Toward a Recognition of Androgyny

I read this because Phyllis Webb mentioned reading it in Talking. In that book, Webb called it an “essay”, and that’s what it is, but it is also a 172-page book. When I think essay, I think a piece of writing I can get through before falling asleep at night. Androgyny was hard work, and I wasted my time. I say that because Heilbrun spends most of the text dissecting literature that is required reading, and I was unfamiliar with most of it.

Fortunately, I was able to get the gist of what she was saying: male novelists should seek inside themselves to temper their creative output with femininity, and female novelists the converse. I’m at a crossroads with my own work where I question the value of this, and of how far I should lean into my understanding of the feminine when writing. This is not something I’m conscious of in the first drafting stages: it comes out in editing. And I’m only conscious of it these days because it was so prevalent in the social media content I was poisoning my brain with for so many years.

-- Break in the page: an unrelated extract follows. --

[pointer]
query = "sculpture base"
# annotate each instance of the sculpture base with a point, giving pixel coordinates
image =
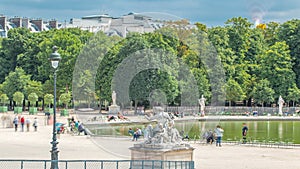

I think, as a writer, that if one writes for men, one will get an audience made up of mostly men. If one writes for women, one will get an audience made up of mostly women. And if one tries to write right down the middle… what kind of audience will that produce? If I’m to write for myself, a man, then the choice for me is obvious. Anything else would require degrees of creative artifice that go beyond the basic energies expended in normal drafting, and it’s hard enough for me to muster even those precious sparks. Not only that, but such work would be inevitably disingenuous, to the point of pandering. I don’t think I’d like that one bit.

Perhaps it is enough simply to write, and let the cards fall where they may. If we, as a species, are destined to move towards a sexless, androgenous society that fully embraces the masculine and feminine to such a degree that the product becomes a perfectly balanced creature of aggression held in check by gentleness, then so be it. But that’s not the world we live in, not yet anyway.